HNK-1 expression in AF cells as a confirmation of neuronal differentiation capacity in the CD 117 positive and negative cell fraction and under hypoxic (2% O₂) culture conditions. (a) Moderate HNK-1 (orange fluorescence, arrow) expression in unselected cells and (b) a weak expression of the early neuronal marker HNK-1 (arrow). (c) While there is a stronger HNK-1 expression in CD 117 negative cell fraction detectable (arrows), (d) graphical display about the quantification of HNK-1 expression in the unselected, CD117+ and CD117− cell fractions. ^(∗)significant increase of HNK-1 immunopositive cells compared to control. Secondary antibodies are Cy2 conjugated (red to orange fluorescence. The whole cell population is detected with the Hoechst dye nuclear stain (blue fluorescence) (n = 5, P < .05).

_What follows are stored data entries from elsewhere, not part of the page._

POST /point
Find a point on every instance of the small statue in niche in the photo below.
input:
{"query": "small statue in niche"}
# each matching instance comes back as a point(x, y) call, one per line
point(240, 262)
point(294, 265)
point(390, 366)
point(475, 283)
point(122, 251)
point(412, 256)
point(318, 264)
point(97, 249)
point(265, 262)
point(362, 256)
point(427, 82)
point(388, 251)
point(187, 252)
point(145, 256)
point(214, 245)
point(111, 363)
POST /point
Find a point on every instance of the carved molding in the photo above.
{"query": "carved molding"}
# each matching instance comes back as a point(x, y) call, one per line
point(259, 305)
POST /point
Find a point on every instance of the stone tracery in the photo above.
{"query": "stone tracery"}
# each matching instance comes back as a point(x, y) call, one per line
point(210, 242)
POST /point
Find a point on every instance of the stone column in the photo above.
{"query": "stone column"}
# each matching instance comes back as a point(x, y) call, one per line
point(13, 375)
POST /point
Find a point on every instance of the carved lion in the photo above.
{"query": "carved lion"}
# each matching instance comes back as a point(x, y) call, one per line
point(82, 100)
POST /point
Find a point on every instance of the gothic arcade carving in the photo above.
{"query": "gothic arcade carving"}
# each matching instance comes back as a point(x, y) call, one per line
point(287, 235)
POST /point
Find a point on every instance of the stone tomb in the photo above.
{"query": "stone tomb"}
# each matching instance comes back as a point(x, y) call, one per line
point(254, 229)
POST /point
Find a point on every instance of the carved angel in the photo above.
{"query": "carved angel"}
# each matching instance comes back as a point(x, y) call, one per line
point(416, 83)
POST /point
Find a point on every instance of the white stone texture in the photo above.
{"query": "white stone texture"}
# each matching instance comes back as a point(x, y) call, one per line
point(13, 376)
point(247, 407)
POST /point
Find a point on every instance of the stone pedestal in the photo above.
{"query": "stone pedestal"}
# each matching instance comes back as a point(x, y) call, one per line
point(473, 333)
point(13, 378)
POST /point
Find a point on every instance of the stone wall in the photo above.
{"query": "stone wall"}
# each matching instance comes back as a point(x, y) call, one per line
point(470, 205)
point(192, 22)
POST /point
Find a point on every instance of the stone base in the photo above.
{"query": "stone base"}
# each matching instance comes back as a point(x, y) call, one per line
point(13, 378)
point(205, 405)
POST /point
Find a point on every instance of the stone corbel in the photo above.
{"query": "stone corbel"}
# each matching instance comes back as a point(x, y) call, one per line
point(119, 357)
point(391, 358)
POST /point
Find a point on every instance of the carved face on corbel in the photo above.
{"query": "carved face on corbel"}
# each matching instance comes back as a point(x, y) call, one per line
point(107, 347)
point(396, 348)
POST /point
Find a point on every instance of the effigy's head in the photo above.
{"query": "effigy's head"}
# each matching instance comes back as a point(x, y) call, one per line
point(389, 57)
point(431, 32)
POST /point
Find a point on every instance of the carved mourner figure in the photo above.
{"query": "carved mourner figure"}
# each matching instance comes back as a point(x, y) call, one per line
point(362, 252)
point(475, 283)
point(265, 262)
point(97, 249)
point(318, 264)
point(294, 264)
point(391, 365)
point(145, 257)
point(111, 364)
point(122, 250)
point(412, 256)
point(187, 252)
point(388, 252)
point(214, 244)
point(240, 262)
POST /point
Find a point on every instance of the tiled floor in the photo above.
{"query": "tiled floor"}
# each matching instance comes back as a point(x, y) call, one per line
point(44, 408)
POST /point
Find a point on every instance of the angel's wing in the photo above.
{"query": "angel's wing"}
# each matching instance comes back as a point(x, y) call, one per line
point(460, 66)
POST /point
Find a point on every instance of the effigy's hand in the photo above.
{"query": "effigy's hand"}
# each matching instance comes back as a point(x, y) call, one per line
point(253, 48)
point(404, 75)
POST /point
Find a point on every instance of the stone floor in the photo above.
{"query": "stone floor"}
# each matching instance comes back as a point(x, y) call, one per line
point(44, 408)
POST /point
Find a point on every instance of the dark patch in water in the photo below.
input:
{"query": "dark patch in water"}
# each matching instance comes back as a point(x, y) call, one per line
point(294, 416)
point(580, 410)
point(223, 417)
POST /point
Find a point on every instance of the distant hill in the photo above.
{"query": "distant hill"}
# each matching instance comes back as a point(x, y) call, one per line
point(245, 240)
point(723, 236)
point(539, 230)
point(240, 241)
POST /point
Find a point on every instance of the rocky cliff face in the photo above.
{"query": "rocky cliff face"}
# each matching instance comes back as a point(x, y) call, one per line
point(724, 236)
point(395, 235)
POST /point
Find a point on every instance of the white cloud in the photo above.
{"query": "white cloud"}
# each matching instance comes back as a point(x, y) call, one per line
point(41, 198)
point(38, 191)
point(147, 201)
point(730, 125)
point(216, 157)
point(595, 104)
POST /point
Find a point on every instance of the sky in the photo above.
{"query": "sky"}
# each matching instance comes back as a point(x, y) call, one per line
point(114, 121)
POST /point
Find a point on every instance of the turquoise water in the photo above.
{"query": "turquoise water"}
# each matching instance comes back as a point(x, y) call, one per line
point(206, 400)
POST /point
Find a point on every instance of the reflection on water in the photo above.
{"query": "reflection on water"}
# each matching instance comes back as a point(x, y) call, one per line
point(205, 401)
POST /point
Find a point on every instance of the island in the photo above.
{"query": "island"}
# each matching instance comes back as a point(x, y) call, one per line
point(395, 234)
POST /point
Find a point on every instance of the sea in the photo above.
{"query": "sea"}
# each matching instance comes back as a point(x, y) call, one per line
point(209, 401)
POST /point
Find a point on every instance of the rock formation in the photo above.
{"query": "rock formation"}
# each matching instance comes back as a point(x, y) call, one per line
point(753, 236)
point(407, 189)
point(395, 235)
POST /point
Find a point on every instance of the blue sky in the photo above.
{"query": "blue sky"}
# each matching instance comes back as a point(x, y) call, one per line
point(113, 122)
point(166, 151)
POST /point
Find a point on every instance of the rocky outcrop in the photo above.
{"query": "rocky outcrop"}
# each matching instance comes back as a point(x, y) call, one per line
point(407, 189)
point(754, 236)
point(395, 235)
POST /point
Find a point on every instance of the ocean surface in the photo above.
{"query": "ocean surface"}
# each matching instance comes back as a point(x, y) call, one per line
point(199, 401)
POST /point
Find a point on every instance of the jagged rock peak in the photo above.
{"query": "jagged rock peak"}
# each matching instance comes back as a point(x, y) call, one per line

Scale bar in (a–f) = 25 μm.

Figure 7

Integration and differentiation of GFP labelled (green fluorescence) predifferentiated CD117− AF cells after grafting into the striatum of adult rats. (a) GFP labelled cells can be found around the injection site in the striatum. (b) one week after grafting GFP expressing cells are still arranged in clusters near the injection site, in a co staining with the astrocyte marker GFAP (Cy2 conjugated secondary antibody, red fluorescence) (c) and (d) typical neural cell morphologies of GFP expressing cells with elongated processes can be detected 2 weeks after grafting in a costaining with the early neuronal marker α-internexin (Cy2,red), (e) a dense network of GFP expressing processes are visible, (f) which show a co-staining with the astrocyte marker GFAP (Cy2, red). (g) Overlay of GFP (green) and GFAP (red) expressing cells. Scale bar in (a) = 20 μm, in (b) = 15 μm and in (c) and (d) = 10 μm.